Cathay and Swire have since cracked down on employees, warning workers multiple times not to participate in or support any illegal protests.

Though it’s unclear how big the financial toll will be, the airline has warned that it expects “significant impact” on its revenue from August and beyond as the protests weigh on travel demand. Both business and leisure travel into Hong Kong has “weakened substantially” and traffic from the city has started to soften, especially on short-haul routes to China and South Korea, Cathay has said.

Zhao Dongchen, the analyst at state-backed ICBC International who last month issued his inaugural report on Cathay with a “strong sell, ” said the resignations may not be enough to turn around the carrier.

“Management changes are generally good for a company in crisis, ” he said in response to Bloomberg queries. “But I think Cathay still has a lot to do to turn its current negative public perception.”

Slosar, also a Swire veteran, ran Cathay as CEO from 2011 before becoming its chairman in 2014.

As CEO, he faced challenges including intensifying competition, rising fuel costs and union demands - yet succeeded in keeping profitability and maintaining revenue growth.

As chairman when the demonstrations in Hong Kong intensified, Slosar seemed reluctant to rein in Cathay’s workforce.

“We certainly wouldn’t dream of telling them what they have to think about something, ” Slosar said at an earnings briefing on Aug 7, days after Cathay pilot and flight-crew unions took part in a general strike coordinated by protesters. “They’re all adults, they’re all service professionals.
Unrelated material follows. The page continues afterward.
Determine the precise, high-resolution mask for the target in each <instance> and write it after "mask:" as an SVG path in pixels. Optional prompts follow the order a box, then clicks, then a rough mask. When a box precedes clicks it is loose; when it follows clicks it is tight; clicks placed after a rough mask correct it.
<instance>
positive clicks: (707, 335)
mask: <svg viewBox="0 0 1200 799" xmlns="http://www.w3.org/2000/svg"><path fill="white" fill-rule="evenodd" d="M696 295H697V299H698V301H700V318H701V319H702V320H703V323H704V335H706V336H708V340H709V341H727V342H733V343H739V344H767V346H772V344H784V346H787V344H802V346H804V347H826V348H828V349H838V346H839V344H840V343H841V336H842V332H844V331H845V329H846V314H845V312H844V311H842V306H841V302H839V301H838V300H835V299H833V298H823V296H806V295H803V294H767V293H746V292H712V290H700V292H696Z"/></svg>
We respect them greatly.”

Slosar’s replacement, 53-year-old Healy, has worked his way up at Swire’s various businesses in Hong Kong, China and Germany, and is currently heading Swire’s Coca-Cola operations.
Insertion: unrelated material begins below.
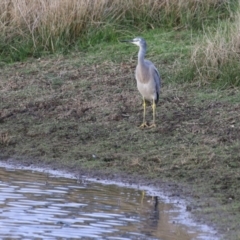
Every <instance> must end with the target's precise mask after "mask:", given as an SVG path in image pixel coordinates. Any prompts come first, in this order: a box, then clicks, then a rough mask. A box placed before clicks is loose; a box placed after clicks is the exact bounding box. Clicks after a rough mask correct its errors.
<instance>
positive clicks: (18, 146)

He graduated from St John’s College, Cambridge University, in July 1988 with a Bachelor’s degree in modern languages.

Healy and the new CEO, Augustus Tang, now have a delicate task of continuing to placate China, an increasingly important market for the seven-decade-old airline.

The new leaders also need to minimize the fallout from staff, customers and investors as the unrest in its home base continues to simmer.

After former CEO Rupert Hogg‘s departure, the Global Times, a newspaper published by China’s Communist Party, said the resignation may not be enough to atone for Cathay’s “lukewarm attitude” to dealing with its “radical” employees. Pilots and flight attendants from the airline took part in strikes and demonstrations related to the protest, which has morphed from opposing an extradition bill into a mass repudiation of China’s hold over the territory it took back in 1997.

There are signs that investors are betting Cathay will be able to soothe Beijing.

After tumbling to a decade low last month in the depths of the crisis, the shares have since rebounded as the fourth-best-performer among 64 listed global airlines tracked by — Bloomberg.